Training status is PENDING not change
bleachzk opened this issue · 9 comments
LCM logs:
{"level":"info","msg":"transport: http2Server.HandleStreams failed to read frame: read tcp [::1]:8443-\u003e[::1]:53622: read: connection reset by peer","time":"2018-06-20T08:56:58Z"}
Hi @bleachzk, can I have some details about your job? (e.g. $CLI_CMD show training-gSR-qONmR
).

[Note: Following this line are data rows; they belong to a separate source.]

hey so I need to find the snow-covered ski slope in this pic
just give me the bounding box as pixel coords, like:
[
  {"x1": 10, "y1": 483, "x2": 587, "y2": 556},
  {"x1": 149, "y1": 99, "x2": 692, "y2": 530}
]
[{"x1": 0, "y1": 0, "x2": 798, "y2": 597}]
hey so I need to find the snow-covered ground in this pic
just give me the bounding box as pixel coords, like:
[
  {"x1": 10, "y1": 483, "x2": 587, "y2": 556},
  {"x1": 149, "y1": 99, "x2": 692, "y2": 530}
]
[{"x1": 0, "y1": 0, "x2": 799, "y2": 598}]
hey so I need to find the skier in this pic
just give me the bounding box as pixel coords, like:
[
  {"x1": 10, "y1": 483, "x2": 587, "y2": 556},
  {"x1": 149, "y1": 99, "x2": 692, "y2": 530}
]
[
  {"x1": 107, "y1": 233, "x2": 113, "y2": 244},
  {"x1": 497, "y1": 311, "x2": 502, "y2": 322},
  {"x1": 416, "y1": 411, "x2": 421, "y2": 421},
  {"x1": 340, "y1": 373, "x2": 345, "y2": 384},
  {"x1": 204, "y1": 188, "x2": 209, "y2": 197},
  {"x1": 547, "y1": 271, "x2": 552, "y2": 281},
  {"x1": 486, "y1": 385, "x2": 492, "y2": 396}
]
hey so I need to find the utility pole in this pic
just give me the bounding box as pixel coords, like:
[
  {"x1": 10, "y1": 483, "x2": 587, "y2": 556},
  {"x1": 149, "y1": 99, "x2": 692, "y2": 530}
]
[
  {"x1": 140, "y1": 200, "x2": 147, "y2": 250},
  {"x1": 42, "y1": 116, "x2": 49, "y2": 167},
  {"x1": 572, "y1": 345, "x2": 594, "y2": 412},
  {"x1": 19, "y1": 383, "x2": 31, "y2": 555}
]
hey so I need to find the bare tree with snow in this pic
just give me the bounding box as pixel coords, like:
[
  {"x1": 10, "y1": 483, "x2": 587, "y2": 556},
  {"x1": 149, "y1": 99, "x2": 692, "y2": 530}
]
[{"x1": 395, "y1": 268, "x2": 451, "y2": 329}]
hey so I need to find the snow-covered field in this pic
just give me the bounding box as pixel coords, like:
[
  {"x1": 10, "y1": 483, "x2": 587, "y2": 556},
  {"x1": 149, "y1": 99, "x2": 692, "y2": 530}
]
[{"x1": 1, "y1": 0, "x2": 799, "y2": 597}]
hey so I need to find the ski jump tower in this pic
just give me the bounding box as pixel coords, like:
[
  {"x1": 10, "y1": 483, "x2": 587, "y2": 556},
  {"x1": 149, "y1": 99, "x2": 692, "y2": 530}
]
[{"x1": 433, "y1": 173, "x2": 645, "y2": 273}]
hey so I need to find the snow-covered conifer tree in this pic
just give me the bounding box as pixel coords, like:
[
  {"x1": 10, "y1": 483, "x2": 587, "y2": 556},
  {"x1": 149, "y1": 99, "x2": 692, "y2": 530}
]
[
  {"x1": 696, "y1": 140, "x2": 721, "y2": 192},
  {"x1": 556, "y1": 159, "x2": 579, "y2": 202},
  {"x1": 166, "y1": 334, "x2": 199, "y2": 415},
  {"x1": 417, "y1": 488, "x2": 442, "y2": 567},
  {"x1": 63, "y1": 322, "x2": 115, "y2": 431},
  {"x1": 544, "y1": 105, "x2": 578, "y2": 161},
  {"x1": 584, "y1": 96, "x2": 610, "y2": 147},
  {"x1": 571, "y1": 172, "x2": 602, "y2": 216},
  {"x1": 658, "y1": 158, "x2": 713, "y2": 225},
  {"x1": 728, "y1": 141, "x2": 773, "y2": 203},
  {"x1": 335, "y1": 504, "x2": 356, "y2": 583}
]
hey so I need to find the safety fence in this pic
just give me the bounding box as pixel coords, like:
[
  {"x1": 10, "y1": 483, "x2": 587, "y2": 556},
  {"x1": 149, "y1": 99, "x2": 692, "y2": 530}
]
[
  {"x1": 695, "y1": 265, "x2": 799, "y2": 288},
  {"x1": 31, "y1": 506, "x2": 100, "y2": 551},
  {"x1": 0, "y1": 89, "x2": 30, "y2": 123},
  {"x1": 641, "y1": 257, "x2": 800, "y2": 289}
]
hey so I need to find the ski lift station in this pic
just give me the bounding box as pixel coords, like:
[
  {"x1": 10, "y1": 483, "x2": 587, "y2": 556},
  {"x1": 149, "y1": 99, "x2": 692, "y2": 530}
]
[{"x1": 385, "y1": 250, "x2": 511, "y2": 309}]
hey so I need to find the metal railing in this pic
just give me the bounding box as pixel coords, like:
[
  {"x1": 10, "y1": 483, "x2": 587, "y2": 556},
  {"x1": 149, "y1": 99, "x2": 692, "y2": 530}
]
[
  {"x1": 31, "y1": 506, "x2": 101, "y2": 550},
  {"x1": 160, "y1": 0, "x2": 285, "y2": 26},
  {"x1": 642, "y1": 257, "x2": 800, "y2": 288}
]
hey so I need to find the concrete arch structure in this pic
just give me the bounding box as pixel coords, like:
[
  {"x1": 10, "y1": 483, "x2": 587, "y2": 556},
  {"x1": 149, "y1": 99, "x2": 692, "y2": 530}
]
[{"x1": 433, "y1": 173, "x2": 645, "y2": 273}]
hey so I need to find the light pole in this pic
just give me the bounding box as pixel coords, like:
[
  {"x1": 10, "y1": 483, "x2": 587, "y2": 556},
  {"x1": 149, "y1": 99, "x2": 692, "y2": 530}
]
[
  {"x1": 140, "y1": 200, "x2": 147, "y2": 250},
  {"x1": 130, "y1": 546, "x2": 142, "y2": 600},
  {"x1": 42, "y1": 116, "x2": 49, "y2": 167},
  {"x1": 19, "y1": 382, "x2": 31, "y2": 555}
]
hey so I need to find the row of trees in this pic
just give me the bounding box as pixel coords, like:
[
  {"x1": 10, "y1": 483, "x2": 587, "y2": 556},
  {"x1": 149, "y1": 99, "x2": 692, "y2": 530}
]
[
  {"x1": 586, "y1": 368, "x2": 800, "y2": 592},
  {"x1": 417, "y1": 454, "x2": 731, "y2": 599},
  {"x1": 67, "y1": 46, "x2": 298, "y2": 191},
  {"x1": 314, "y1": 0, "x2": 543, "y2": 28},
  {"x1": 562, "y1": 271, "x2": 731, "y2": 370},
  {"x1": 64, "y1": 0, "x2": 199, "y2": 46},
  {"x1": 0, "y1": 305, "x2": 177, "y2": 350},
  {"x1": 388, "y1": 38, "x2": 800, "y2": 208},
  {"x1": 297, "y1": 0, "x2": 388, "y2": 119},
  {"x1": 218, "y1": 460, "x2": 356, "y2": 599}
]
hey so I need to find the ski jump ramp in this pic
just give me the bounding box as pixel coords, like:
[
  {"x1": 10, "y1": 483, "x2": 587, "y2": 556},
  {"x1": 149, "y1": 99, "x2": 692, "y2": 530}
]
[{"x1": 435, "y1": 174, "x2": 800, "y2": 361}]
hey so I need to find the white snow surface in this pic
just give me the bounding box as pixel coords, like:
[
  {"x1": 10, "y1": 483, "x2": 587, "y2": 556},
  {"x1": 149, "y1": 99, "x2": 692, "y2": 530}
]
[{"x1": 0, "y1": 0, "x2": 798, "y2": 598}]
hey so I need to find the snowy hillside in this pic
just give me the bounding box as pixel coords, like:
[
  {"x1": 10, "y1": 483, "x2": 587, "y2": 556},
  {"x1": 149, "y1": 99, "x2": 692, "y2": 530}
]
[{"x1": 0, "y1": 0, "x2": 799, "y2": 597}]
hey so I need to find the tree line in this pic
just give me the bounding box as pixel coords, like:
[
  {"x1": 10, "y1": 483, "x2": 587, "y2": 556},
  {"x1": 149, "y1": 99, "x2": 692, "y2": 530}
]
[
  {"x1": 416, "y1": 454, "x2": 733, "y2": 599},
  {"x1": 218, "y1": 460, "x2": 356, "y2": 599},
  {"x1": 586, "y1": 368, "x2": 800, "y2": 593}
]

If you are requesting GPUs for your training job, do you have any GPU resources available on your Kubernetes Cluster?
Model definition:
Name: tf_convolutional_network_tutorial
Description: Convolutional network model using tensorflow
Framework: tensorflow:1.7.0-gpu-py3
Training:
Status: PENDING
Submitted: N/A
Completed: N/A
Resources: 2.00 CPUs | 1.00 GPUs | 2.00 GB Mem | 1 node(s)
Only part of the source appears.